Cyber Week’s Web Performance Champions
By Aaron Rudger | December 9, 2013
"Black Friday" originated in Philadelphia in the 60’s as city workers prepared roads for the onslaught of holiday shopping traffic. The term grew to become synonymous with holiday promotions and deeply discounted sales, and savvy shoppers in recent years have turned to the Internet to research and plan their day. Retailers also realized that the Internet had potential as a low cost means to extend the shopping frenzy. Cyber Monday evolved and has now morphed into Cyber Week. Retailers have also turned to mobile technology as its usage has exploded for the extended sales season. Smartphones and tablets are proving to be popular tools in promoting hot deals and staying in touch with the connected consumer. Mobile accounted for a whopping 17% of all online sales on Cyber Monday.
This holiday season, Keynote is bringing traffic back to forefront of the retail shopping story. Not the street traffic that inspired the term Black Friday, but website traffic by monitoring the websites of leading retailers during Cyber Week. To reflect the new reality, we also monitored the sites for their experience over the desktop, smartphones and tablets. Finally, we monitored an entire user transaction—a journey from the home page, to search, selection… all of the way to the shopping cart. In this short sales season, website performance may be the difference in who gets presents and who ends up with coal.
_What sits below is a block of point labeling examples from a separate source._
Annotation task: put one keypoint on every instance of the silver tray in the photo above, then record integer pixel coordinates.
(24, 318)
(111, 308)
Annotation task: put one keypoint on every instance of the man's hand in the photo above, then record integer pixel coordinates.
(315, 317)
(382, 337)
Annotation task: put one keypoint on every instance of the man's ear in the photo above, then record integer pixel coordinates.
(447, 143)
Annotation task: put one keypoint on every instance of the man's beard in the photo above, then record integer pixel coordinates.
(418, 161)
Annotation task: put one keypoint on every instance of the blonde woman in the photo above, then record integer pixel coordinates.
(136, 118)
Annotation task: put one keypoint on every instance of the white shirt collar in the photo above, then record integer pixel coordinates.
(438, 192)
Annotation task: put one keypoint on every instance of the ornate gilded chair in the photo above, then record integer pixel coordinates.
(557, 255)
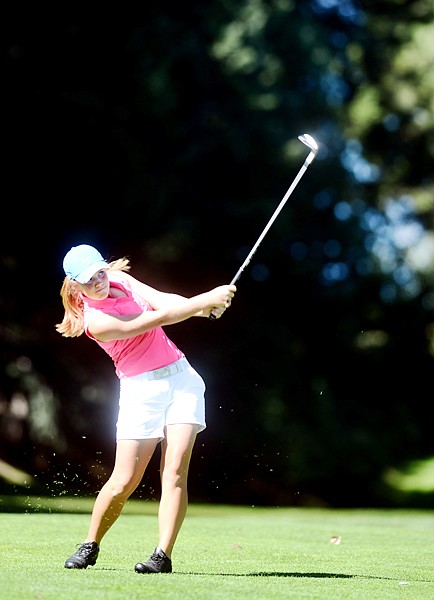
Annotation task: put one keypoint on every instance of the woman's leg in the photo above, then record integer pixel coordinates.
(132, 458)
(176, 449)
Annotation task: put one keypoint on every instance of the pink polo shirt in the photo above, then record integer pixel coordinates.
(136, 355)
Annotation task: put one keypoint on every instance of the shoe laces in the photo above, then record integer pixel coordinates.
(85, 549)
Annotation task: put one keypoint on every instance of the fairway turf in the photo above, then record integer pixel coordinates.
(222, 552)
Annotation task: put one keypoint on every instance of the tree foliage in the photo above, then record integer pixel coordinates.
(169, 134)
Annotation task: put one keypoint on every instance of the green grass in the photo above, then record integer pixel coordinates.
(222, 552)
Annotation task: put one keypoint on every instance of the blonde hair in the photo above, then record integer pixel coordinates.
(72, 324)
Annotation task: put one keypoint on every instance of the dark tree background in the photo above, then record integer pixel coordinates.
(169, 134)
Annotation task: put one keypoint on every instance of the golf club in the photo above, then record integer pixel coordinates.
(308, 141)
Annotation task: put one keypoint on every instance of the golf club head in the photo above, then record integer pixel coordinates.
(308, 141)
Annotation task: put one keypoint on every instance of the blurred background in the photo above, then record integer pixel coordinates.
(168, 134)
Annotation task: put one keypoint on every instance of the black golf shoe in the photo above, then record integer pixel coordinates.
(85, 556)
(157, 563)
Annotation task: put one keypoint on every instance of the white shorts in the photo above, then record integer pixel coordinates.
(152, 400)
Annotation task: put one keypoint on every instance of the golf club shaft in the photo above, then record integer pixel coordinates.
(293, 185)
(271, 221)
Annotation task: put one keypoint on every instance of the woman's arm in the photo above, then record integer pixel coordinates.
(168, 309)
(155, 298)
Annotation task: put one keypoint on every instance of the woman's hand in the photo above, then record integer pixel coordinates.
(221, 299)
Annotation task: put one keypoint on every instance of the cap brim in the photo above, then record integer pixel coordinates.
(89, 271)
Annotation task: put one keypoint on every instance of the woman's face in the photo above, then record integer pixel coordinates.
(98, 286)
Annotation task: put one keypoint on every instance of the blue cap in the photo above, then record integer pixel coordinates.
(82, 262)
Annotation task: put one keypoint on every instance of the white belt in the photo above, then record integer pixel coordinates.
(175, 367)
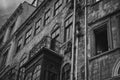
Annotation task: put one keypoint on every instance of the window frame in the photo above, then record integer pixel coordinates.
(47, 19)
(24, 59)
(38, 26)
(56, 32)
(69, 26)
(58, 8)
(92, 35)
(19, 44)
(36, 71)
(21, 73)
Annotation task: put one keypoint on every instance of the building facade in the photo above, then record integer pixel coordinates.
(36, 41)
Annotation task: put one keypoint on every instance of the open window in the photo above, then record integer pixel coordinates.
(101, 39)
Sample of retailers in study:
- Apple Store
- Best Buy
- Office Depot
- Office Max
- Sony Style
What we found…
The Nice List
The Apple Store came out on top, delivering the goods over Cyber Week. On average, Apple’s desktop visitors needed only 5.8 seconds to complete a transaction. That’s twice as fast as the HP and Best Buy desktop sites which came in second and third respectively. Apple’s desktop site also led all others by successfully completing a transaction 99.88% of the time during Cyber Week, joining HP, Best Buy, Amazon and Overstock in delivering two 9’s (90% success or better) on this critical up-time measurement.
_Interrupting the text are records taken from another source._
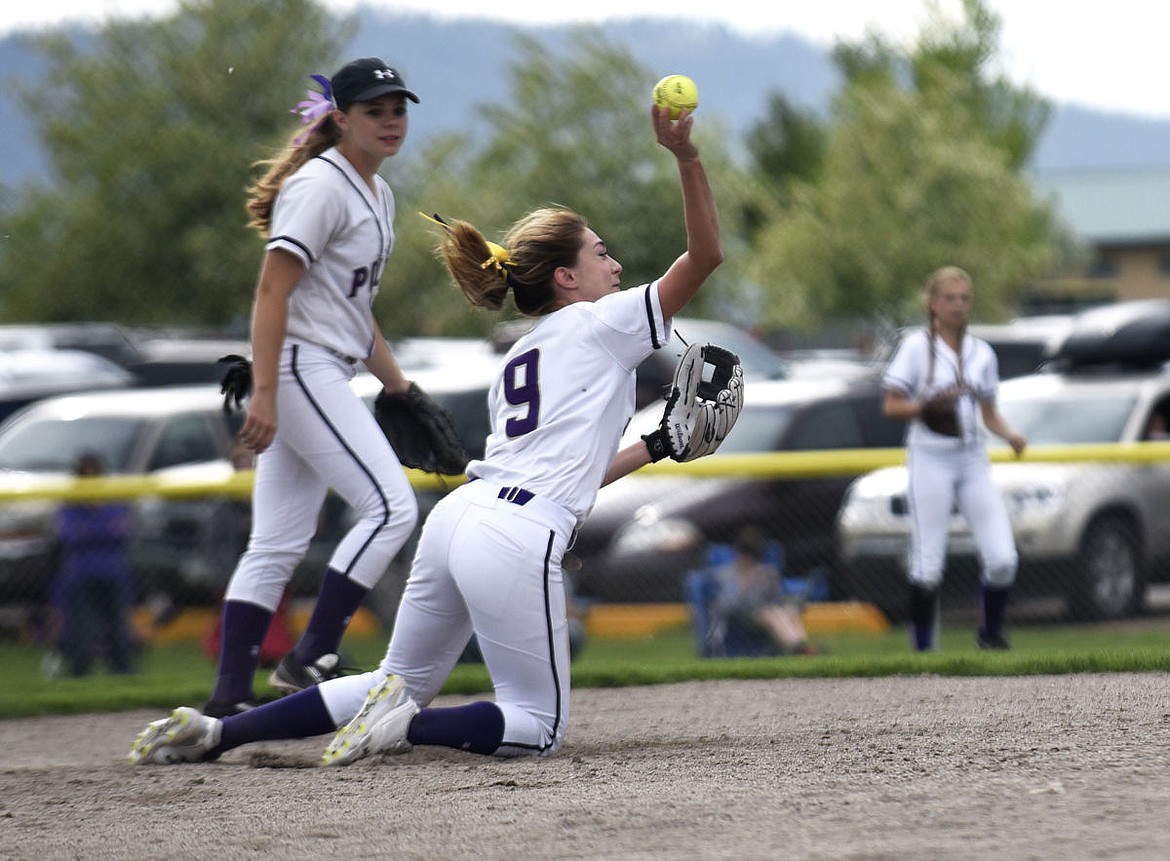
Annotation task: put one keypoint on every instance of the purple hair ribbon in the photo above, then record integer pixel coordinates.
(315, 108)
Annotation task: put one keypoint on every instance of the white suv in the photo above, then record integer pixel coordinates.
(1092, 534)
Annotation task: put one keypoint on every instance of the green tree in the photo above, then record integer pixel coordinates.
(922, 167)
(572, 130)
(151, 130)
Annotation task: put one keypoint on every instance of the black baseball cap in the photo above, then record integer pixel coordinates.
(364, 80)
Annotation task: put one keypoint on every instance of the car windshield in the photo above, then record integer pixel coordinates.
(53, 446)
(1068, 420)
(757, 359)
(757, 429)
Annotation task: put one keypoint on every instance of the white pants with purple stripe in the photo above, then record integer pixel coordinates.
(489, 565)
(942, 480)
(325, 438)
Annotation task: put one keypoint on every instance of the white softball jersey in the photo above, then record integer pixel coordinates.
(343, 232)
(565, 395)
(907, 373)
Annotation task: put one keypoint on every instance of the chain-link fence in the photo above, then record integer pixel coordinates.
(811, 467)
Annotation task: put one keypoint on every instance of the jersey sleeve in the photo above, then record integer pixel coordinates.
(630, 324)
(304, 217)
(903, 373)
(988, 385)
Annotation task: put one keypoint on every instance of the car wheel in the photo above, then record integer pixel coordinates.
(1110, 580)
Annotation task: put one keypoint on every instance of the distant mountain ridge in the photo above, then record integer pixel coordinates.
(456, 66)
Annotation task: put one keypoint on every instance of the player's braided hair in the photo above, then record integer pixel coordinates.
(936, 277)
(300, 149)
(536, 247)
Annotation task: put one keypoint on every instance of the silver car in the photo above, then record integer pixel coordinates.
(1092, 534)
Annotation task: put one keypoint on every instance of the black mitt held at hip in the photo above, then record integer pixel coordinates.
(421, 433)
(941, 415)
(235, 385)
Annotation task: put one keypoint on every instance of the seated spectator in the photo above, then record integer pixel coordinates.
(94, 589)
(738, 606)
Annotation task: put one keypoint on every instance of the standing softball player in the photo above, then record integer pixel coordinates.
(329, 221)
(941, 378)
(489, 559)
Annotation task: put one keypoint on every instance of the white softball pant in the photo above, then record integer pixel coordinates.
(325, 438)
(489, 565)
(941, 481)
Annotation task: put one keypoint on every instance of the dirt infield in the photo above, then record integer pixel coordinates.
(904, 767)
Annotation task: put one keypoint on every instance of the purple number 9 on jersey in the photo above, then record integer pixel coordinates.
(522, 387)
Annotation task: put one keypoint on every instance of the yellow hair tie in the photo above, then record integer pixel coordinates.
(499, 259)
Apple also led with tablet speed (42.8 sec.) and success rate (96.22%). Apple would have made a clean sweep if it delivered a better smartphone experience, with just average success (95.58%) and below average speed (41.5 sec.).
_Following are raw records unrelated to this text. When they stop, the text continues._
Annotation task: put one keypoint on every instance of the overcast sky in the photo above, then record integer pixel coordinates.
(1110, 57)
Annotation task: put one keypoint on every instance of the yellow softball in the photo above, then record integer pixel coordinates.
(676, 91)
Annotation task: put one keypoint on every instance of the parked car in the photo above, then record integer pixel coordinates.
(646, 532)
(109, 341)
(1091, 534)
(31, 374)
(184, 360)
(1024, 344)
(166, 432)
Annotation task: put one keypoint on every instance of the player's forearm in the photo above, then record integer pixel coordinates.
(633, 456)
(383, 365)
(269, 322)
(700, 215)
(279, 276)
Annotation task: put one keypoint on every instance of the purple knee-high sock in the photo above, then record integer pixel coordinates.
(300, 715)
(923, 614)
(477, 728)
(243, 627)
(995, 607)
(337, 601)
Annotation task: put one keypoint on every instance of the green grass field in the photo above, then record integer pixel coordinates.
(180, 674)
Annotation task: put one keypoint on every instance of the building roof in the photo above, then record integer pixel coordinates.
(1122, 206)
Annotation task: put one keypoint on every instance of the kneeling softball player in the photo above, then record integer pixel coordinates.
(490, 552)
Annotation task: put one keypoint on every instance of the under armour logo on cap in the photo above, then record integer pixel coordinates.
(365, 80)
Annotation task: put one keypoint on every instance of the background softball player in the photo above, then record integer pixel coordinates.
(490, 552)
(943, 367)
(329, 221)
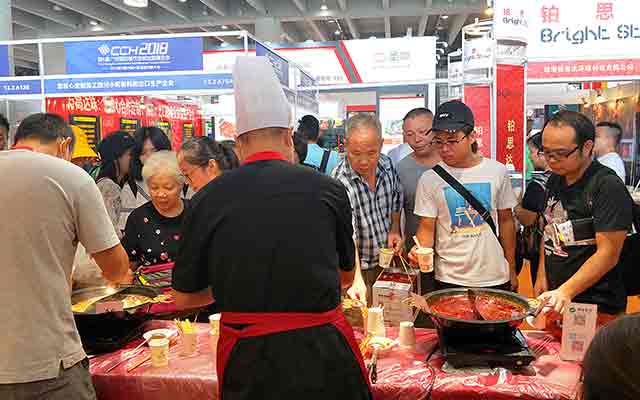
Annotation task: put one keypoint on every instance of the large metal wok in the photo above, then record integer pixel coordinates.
(105, 294)
(474, 326)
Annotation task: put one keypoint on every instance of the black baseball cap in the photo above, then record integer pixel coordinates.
(452, 116)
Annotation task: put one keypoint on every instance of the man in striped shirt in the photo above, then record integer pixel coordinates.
(375, 194)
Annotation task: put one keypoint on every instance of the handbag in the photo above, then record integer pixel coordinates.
(158, 276)
(458, 187)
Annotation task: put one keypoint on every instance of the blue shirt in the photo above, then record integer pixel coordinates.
(314, 157)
The HP website performed pretty well, with good desktop and smartphone speed and transaction success. However its tablet site experience ended up on the bottom of our list, failing more than half of the time (49.73% success).
Amazon also had a nice week across our three screens. It placed above average in all categories with a good showing in terms of site availability. Its smartphone website led all others with 97.54% availability and joined Overstock, Apple and Office Depot as the only sites that were available greater than 90% across all three screens.
The Naughty List
Sony Style certainly did not behave well over Cyber Week. In terms of speed and reliability its site was at the bottom across all three screens except for smartphone speed where the measurements that went through did so quickly. The desktop transaction was second slowest and 78.08% availability means that one in five transactions couldn’t complete. Performance fail.
Newegg didn’t show well either. Its 26.5 second desktop transaction was the slowest, only saved by good availability (99.40%). Unfortunately its smartphone and tablet users were treated to below average availability and slow response times.